Cependant, les actuels Égypte, Israël, État de Palestine, Jordanie, Liban, Syrie, Iraq, Turquie, Iran, Arabie saoudite, Yémen et principautés du Golfe ont plusieurs millénaires d’histoire commune. Pourtant leur division politique date de la Première Guerre mondiale. Elle est due aux accords secrets négociés, en 1916, entre Sir Mark Sykes (Empire britannique), François Georges-Picot (Empire français) et Sergueï Sazonov (Empire russe). Ce projet de traité avait fixé le partage du monde entre les trois grandes puissances de l’époque pour l’après-guerre. Toutefois, le Tsar ayant été renversé et la guerre ne s’étant pas déroulée comme espérée, le projet de traité ne fut appliqué qu’au Moyen-Orient par les seuls Britanniques et Français sous le nom d’« accords Sykes-Picot ». Ils ont été révélés par les Bolcheviks qui s’opposèrent aux tsaristes, notamment en contestant le Traité de Sèvres (1920) et en aidant leur allié turc (Mustafa Kemal Atatürk).
De tout cela, il ressort que les habitants de cette région forment une seule population, composée d’une multitude peuples différents, présents un peu partout et étroitement mêlés. Chaque conflit actuel poursuit des batailles passées. Il est impossible de comprendre les événements actuels sans connaître les épisodes précédents.
Par exemple, les Libanais et les Syriens de la côte sont des Phéniciens. Ils ont dominé commercialement la Méditerranée antique et ont été dépassés par les gens de Tyr (Liban) qui ont créé la plus grande puissance de l’époque, Carthage (Tunisie). Celle-ci a été entièrement rasée par Rome (Italie), puis le général Hannibal Barca se réfugia à Tyr (Liban), et en Bithynie (Turquie). Même si l’on n’en a pas conscience, le conflit entre la gigantesque coalition autoproclamée des « Amis de la Syrie » et la Syrie poursuit la destruction de Carthage par Rome et le conflit des mêmes prétendus « Amis de la Syrie » contre sayyed Hassan Nasrallah, le chef de la Résistance libanaise, poursuit la traque d’Hannibal lors de la chute de Carthage. De fait, il est absurde de se borner à une lecture étatique des événements et d’ignorer les clivages trans-étatiques du passé.
Ou encore, en créant l’armée jihadiste Daesh, les États-Unis ont magnifié la révolte contre l’ordre colonial franco-britannique (Les accords Sykes-Picot). L’« État islamique en Iraq et au Levant » prétend ni plus, ni moins, que décoloniser la région. Avant de chercher à démêler la vérité de la propagande, il faut accepter de comprendre comment les événements sont ressentis émotionnellement par ceux qui les vivent.
Guerre perpétuelle
Depuis le début de l’Histoire, cette région est le théâtre de guerres et d’invasions, de civilisations sublimes, de massacres et encore de massacres dont presque tous les peuples de la région ont été victimes chacun à leur tour.

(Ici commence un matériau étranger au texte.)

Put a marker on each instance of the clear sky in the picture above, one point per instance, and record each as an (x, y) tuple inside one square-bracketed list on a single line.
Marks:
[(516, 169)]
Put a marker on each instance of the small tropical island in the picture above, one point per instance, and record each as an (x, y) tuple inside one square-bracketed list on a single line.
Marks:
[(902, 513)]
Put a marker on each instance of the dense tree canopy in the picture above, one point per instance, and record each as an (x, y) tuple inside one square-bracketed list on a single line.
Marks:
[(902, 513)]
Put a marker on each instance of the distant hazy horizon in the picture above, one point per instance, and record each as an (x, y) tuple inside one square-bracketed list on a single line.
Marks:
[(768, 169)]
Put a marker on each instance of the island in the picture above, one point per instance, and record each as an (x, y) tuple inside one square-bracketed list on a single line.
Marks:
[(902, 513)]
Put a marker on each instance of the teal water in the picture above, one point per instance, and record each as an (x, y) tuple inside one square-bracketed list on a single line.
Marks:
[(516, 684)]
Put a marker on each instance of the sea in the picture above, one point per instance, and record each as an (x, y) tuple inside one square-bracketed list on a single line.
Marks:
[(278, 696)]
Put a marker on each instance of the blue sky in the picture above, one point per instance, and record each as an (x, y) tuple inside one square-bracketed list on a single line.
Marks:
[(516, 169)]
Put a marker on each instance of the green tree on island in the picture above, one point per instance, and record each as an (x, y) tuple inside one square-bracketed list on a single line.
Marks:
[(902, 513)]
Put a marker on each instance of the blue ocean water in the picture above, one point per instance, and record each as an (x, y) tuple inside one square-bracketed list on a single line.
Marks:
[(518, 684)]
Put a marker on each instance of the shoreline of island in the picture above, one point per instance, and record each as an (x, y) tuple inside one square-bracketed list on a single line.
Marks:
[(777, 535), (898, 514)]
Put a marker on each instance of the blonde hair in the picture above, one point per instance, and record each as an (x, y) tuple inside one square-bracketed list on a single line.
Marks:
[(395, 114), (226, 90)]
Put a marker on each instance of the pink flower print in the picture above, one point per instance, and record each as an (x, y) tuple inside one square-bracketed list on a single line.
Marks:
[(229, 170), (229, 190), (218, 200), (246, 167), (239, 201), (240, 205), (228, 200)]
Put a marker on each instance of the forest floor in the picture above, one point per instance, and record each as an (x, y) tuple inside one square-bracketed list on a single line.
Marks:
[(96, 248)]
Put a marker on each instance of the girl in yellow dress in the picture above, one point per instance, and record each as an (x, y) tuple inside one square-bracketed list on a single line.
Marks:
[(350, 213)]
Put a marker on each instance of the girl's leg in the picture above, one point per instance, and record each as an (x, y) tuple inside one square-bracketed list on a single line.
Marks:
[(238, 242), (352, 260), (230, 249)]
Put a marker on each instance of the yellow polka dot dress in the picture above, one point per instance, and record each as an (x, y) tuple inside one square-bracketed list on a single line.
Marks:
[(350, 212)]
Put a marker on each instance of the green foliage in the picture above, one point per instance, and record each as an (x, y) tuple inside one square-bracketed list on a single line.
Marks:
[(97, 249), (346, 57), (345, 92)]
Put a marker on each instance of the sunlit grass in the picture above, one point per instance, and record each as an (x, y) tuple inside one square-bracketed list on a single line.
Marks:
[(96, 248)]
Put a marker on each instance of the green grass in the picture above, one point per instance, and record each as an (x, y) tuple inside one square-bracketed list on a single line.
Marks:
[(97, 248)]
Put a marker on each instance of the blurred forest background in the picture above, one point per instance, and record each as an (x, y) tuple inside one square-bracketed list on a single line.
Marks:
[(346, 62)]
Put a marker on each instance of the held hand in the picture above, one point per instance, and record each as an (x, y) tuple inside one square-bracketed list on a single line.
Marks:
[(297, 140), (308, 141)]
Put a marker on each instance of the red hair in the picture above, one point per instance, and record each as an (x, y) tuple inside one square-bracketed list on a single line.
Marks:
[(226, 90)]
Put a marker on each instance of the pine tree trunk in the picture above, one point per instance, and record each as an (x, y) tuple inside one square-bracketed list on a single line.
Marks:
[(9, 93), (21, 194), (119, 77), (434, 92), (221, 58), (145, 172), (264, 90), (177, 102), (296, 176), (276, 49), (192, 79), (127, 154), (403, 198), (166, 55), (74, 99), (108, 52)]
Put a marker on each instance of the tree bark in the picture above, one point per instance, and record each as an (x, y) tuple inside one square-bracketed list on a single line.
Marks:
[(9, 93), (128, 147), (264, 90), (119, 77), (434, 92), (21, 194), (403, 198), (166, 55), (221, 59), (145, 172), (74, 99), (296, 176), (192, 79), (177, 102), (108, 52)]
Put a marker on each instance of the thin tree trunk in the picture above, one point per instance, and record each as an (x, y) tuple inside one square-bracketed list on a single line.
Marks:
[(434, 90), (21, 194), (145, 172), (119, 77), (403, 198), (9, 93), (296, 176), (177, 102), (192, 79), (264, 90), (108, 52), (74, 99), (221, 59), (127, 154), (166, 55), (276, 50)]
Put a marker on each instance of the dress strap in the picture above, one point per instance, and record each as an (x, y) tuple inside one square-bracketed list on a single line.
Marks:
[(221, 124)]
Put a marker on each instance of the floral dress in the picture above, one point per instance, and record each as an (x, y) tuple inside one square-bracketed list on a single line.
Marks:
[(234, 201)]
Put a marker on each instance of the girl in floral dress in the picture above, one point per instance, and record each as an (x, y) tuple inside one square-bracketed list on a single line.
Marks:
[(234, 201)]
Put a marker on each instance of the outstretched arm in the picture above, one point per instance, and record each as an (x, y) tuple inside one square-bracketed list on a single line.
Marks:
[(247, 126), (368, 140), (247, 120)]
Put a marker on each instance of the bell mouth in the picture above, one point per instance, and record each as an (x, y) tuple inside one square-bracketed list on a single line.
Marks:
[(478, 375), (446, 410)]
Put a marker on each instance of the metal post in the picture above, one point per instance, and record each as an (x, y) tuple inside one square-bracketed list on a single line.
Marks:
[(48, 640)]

Dans ce contexte, la première préoccupation de chaque groupe humain est de survivre. C’est pourquoi les seuls accords de paix qui peuvent durer doivent prendre en compte leurs conséquences pour les autres groupes humains.
Par exemple, il est impossible depuis soixante douze ans de trouver un accord entre les colons européens d’Israël et les Palestiniens parce qu’on néglige le prix qu’auraient à payer les autres acteurs de la région. La seule tentative de paix qui réunissait tous les protagonistes fut la conférence de Madrid convoquée par les USA (Bush père) et l’URSS (Gorbatchev), en 1991. Celle-ci aurait pu aboutir, mais la délégation israélienne s’accrochait encore au projet colonial britannique.